Polish Political Parties Have No American Match

This weekend, Poland elected the "right-wing" Law and Justice Party to lead their parliament, giving them 39.1% of the vote. The electoral results are very clear, and they tell us that Poland is moving in a similar political fashion to it's Eastern European neighbors right now.
WARSAW — Poland’s main right-wing opposition party, out of power for nearly a decade, came roaring back in parliamentary elections Sunday, with a platform mixing calls for higher wages with appeals to traditional Catholic values.
Prime Minister Ewa Kopacz, speaking to supporters, conceded defeat. Official exit polls, released immediately after voting ended Sunday evening, showed the right-wing party, Law and Justice, drawing 39.1 percent of the vote, trouncing Civic Platform, the center-right party that has governed since 2007, which got 23.4 percent.
In an especially telling result, highlighting how Poland was joining many regional neighbors in a shift to the right, it appeared that none of the country’s left-wing parties would qualify for seats in Parliament for the first time in Poland’s post-communist history.

Indeed, the Polish left wiped out in these elections. Defining right and left in Polish politics is difficult when compared with American politics. Law and Justice's Platform is interesting, to say the least.
Distrustful of Germany and the EU, Law and Justice wants more sovereign control and believes a strong Nato hand is required to deal with Russia. The party promises more welfare spending, a lower retirement age and new taxes on foreign banks.
Szydło has also campaigned against the EU forcing member states to accept a set number of refugees from the Middle East and north Africa.
The British prime minister, David Cameron, has in the past expressed support for Law and Justice and has included his Conservative party in the same European parliamentary grouping, but the Polish shift to the right may not necessarily be supportive of his efforts to renegotiate Britain’s relationship with the EU.
Two million Poles working abroad – including an estimated 700,000 in Britain – depend on the freedom of movement the EU allows. Polish Euroscepticism is also different from the British variety. It feeds to some degree on frustrations over sovereign influence and the economic dominance of neighbouring Germany, but for the large part it is linked to the country’s conservative family values and worry over gender politics and perceived secularist trends that are seen as undermining the influence of the Catholic church.

This is indeed a brand of politics that mixes old-left protectionism and government spending with right-wing xenophobia, nationalism, and conservative religious values. It's an odd mix only in the American political mind, where hyper-patriotism is usually mixed with conservative social positions and pro-corporate policies.

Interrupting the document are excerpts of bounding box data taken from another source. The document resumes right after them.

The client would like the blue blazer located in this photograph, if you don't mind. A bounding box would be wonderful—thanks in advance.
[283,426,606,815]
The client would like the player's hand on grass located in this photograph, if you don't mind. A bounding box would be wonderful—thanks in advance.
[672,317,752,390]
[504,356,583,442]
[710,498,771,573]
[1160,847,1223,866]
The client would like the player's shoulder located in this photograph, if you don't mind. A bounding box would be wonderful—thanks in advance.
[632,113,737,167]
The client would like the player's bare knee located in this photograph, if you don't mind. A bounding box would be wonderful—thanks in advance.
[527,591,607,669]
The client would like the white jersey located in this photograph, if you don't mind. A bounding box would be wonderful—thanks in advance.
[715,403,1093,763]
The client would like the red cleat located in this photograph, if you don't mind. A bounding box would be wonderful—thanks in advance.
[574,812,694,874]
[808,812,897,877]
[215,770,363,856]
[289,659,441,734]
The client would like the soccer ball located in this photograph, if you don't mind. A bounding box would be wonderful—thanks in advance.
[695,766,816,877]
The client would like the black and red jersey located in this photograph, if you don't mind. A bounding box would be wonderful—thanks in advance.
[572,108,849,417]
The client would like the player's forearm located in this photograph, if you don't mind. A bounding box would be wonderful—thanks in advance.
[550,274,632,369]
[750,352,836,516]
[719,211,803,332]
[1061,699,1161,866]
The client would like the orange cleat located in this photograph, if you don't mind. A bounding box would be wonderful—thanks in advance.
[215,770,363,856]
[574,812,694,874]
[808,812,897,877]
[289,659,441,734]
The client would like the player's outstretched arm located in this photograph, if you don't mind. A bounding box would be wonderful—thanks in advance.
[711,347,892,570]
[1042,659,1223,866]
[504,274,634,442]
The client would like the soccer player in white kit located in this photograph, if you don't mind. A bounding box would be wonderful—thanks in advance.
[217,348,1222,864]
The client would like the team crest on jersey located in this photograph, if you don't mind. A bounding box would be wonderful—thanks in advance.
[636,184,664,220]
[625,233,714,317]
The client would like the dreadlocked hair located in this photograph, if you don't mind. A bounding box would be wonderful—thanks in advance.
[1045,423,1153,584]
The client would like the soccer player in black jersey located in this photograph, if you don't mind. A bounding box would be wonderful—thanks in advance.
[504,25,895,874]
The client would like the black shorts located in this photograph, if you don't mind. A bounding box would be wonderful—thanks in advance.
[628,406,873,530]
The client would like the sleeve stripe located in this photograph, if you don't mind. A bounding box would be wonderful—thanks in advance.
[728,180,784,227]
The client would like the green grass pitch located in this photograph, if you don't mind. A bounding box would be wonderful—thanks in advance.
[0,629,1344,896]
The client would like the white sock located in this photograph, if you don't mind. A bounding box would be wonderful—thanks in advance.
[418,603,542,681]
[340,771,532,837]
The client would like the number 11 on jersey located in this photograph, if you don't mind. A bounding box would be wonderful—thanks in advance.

There is a scary element to this. A scan through people tweeting about this election on Twitter found some strange elements celebrating. German Nazi types that deny the Holocaust, Eastern European anti-government types, and hard-line American right-wingers were tweeting favorably about this. There's not much that binds those groups together, other than all interpreting this as favorable for wildly different reasons. It will be fairly fascinating to see how this all works in practice, now that Law and Justice will actually have to govern, and whether or not Poland will take a serious step backwards or continue to grow economically. Poland had been a success story, politically, for some time now. That may be about to change.